Vocal doesn't necessarily mean barking at things in the area. My dog is vocal in play and she talks to whoever will listen. It is a part of her and I couldn't imagine training that out of her.


----------



## mego (Jan 27, 2013)

2nd floor apartmenter here! Raised her from 9 weeks, potty training was a pain because I had to run down all the stairs, but no, she loves it, she likes being in the same room. Just lots of walks and exercise


----------



## Ravena (May 19, 2013)

Thanks so much for all the replies guys! Sorry for the late feedback. We have recently adopted an eight week old GSD and she's doing great. Potty training during the day is a bit of a trial! but at night she's good about letting us know she needs out of the crate and we take her outside straight away, she does her business and back inside. We're crate training so it makes things easier! Again much thanks for all the feedback! 

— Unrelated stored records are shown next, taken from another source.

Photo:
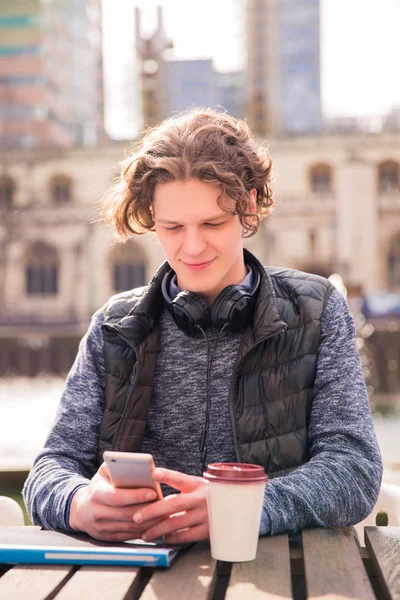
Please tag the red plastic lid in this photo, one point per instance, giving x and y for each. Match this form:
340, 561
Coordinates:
236, 472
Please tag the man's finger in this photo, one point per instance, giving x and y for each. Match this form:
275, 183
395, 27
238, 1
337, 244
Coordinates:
105, 493
175, 523
177, 480
173, 504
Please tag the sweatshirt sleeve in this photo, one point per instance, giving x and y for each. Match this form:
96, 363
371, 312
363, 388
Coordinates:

Sent from Petguide.com Free App


----------



## MegRose (May 25, 2013)

My husband and I live in a one bedroom apartment, and for the longest time we held off on getting a puppy/dog too.
But we fianlly drcided the timing is great, we are both fortunate enoigh to be home all day. 
We've had Durzo for 3 and a half weeks, and so far everything is great. 
Its definitely a lot more work than having house with a yard, but its worth it. 
The only issue we are having is the fact that our puppy barks like crazy in thr early am.

Sent from Petguide.com Free App


----------



## Ravena (May 19, 2013)

I've been really lucky with our girl at night so far, she goes in her crate, fusses for a second or so, then curls up and goes to sleep. Her crate is kept by my side of the bed and if she fusses, I drop a hand over the side for her to smell (no petting and no reassurance). Since she knows we're close, she sleeps until she needs to go outside, wakes me up by a quick whine and we're out the door as soon as I throw a jacket on.
So far both nights she has had no accidents in her crate. I'm quick to take her out in the morning at 7 before her breakfast.
I've always crate trained but never had a dogcrate in the bedroom before - gotta say it certainly makes the first nights less painful for us, her and the neighbours! Plus she will sleep by the bed once she's housetrained (but never in it!) so it made sense to have her there now.

Hope the early am barking sorts out!


----------